JERUSALEM, June 12, 2011 (AFP) - Bank of Israel Governor Stanley Fischer announced on Saturday he was in the race to become the next head of the International Monetary Fund.
Fischer, 67, is a widely respected economist credited with successfully guiding Israel's economy through the global crisis.
He is nevertheless something of a dark-horse candidate, as France's Christine Lagarde and Mexico's Agustin Carstens are generally considered the leading contenders.
Israel's Finance Minister Yuval Steinitz said he would be backing Fischer's candidacy.
"A unique, unplanned and possibly and once-in-a-lifetime opportunity has arisen to run for the head of the International Monetary Fund, which after consideration, I decided I wanted to pursue," Fischer said in a statement.
"I believe I can contribute to the IMF and to the global economy in this period after the crisis," he said a day after the deadline for nominations closed.

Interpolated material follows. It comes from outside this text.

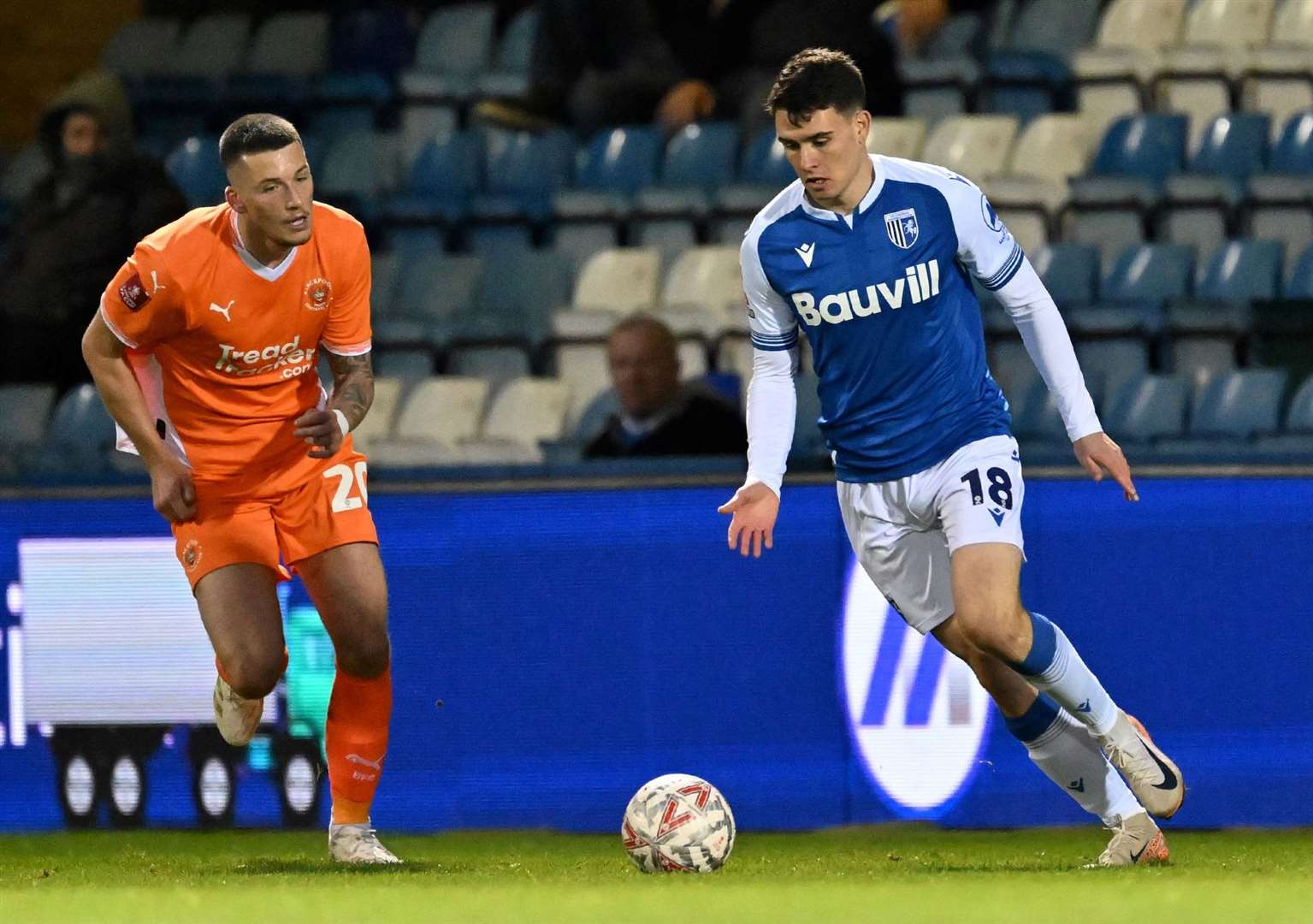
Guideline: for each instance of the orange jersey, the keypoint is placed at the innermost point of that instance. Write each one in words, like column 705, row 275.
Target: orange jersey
column 225, row 348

The job became vacant unexpectedly after Frenchman Dominique Strauss-Kahn resigned on May 18 to fight sexual assault charges in New York.
The 24-member executive board, representing all the IMF's members, has targeted the end of June to reach a consensus on one of the candidates, which is how it has decided the issue in the past.
Commentators said Fischer was likely hoping he could be a compromise candidate, should the delegates become deadlocked over the other two.
In his statement Fischer acknowledged his bid faced "a complex process and despite the possible obstacles."
One possible stumbling block could be his age. Fischer will be 68 in October and IMF regulations call for a candidate under 65.
His ties to Israel could also prove unpopular in the Arab world.
Nevertheless Steinitz said he would push for Fischer to get the IMF job.
"The job of IMF chief fits Fischer like a glove, both because of his education and the tremendous experience he has built up at the IMF, the World Bank and in the six years in which he has become an asset to Israel's economy as central bank governor," the finance minister said in a statement.
"Our intention is to support this bid and work to assist in its success."
Fischer is a popular figure in Israel, credited with having helped the country's economy weather the recent global crisis in good shape.
"Please, don't go," read a recent headline in Israeli economic daily The Marker.
One columnist in the Financial Times said he was the best candidate for the IMF job, and Euromoney magazine last year put him top of their list of central bank governors.
Global Finance magazine gave Fischer an "A" rating in 2009 and 2010 in a review of the performances of central bank governors.
An American economist, he took Israeli citizenship before accepting the post of Bank of Israel governor. He began his second five-year term in March.
He has held senior positions at the World Bank and was the number two at the IMF and at financial giant Citigroup.
But while he is eminently qualified for the IMF post, his candidacy would be a long shot, as the job traditionally goes to a European, which of course makes Lagarde the favourite.
The resignation of Strauss-Kahn however has sparked calls for someone from the emerging economies to be appointed, which would favour the bid of Carstens, Mexico's central bank chief.
Two other candidates, Kazakhstan's Grigory Marchenko and Trevor Manuel of South Africa, pulled out ahead of Friday's nomination deadline -- a move that underscored the widespread belief that Europe already had a done deal.